There are good prospects flagged for the economy, but less so for the job market, as Singapore enters a tricky phase of growth.
The slowing economy has been taking its toll on job seekers, with those out of work taking longer to find jobs, data released by the Ministry of Manpower (MOM) yesterday showed. Nor is the job market expected to get any easier this year.
In contrast, private-sector economists are now far more bullish about Singapore's economy than they were three months ago.
The local economy is expected to expand 2.3 per cent this year, according to the latest quarterly survey of economists by the Monetary Authority of Singapore (MAS). That is a healthier rate than the 1.5 per cent median forecast in December.

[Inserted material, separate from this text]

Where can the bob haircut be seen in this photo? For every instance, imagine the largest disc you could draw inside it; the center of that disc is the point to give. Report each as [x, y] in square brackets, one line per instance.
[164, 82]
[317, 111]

The 23 economists responding to the latest survey see manufacturing powering ahead by 4.5 per cent this year, far more optimistic than their 1.1 per cent estimate in December.
This, however, will not necessarily translate into more jobs. "While the near-term growth outlook for manufacturing has improved, the hiring outlook for 2017 remains cautious, as performance is likely to be uneven across clusters," MOM said.
Its data showed that employment growth slowed last year and the struggle to find new jobs was even harder for older workers, degree holders and PMETs (professionals, managers, executives and technicians) who get laid off. In all, some 19,170 people were laid off last year. Around half managed to find new jobs, but the rate of re-entry was lowest for those aged 50 or older (40 per cent), degree holders (42 per cent) and PMETs (44 per cent).
The first two groups were also at the receiving end of the rising long-term unemployment rate - the proportion of residents who could not find a job for 25 weeks or more.
This has risen to 0.8 per cent - the highest in seven years - and was even higher, at 1 per cent, for those aged 50 and older, and for those with a degree.
There were fewer job vacancies to go around too - around 77 for every 100 job seekers. The total number of vacancies in December fell to 47,600 - a four-year low.
Total employment expanded by 8,600 workers last year, excluding maids, and the ministry has indicated that such modest expansion could be the norm. It does not expect a return to the early part of the decade, when 120,000 workers were added on average each year.
One bright spot was that productivity rose by 1.4 per cent last year, up from 1 per cent in 2015.
"Businesses should press on with transformation efforts so that they can continue to grow in a... manpower-lean environment," said MOM.
Growth could indeed be on the cards. DBS economist Irvin Seah has forecast a strong 2.8 per cent full-year growth for the economy.
"We are seeing strength in the United States recovery and stabilisation in the Chinese economy. This has manifested in the significantly stronger manufacturing performance, particularly in the electronics cluster," he told The Straits Times.
Singapore's trade figures have turned positive. In January, total non-oil domestic exports surged 8.6 per cent, backing up two previous months of growth. Electronics exports rose by 6.1 per cent, accelerating from December's 5.7 per cent.
Export momentum is set to continue, with the latest MAS survey showing a median forecast of 6.1 per cent growth - well above the 0.3 per cent previous estimate.
But economists still expect the labour market pains to stretch on.
"With unemployment partly structural, improvements in external demand - even if sustained - may take longer to filter through to the jobs market," said Citi economist Kit Wei Zheng.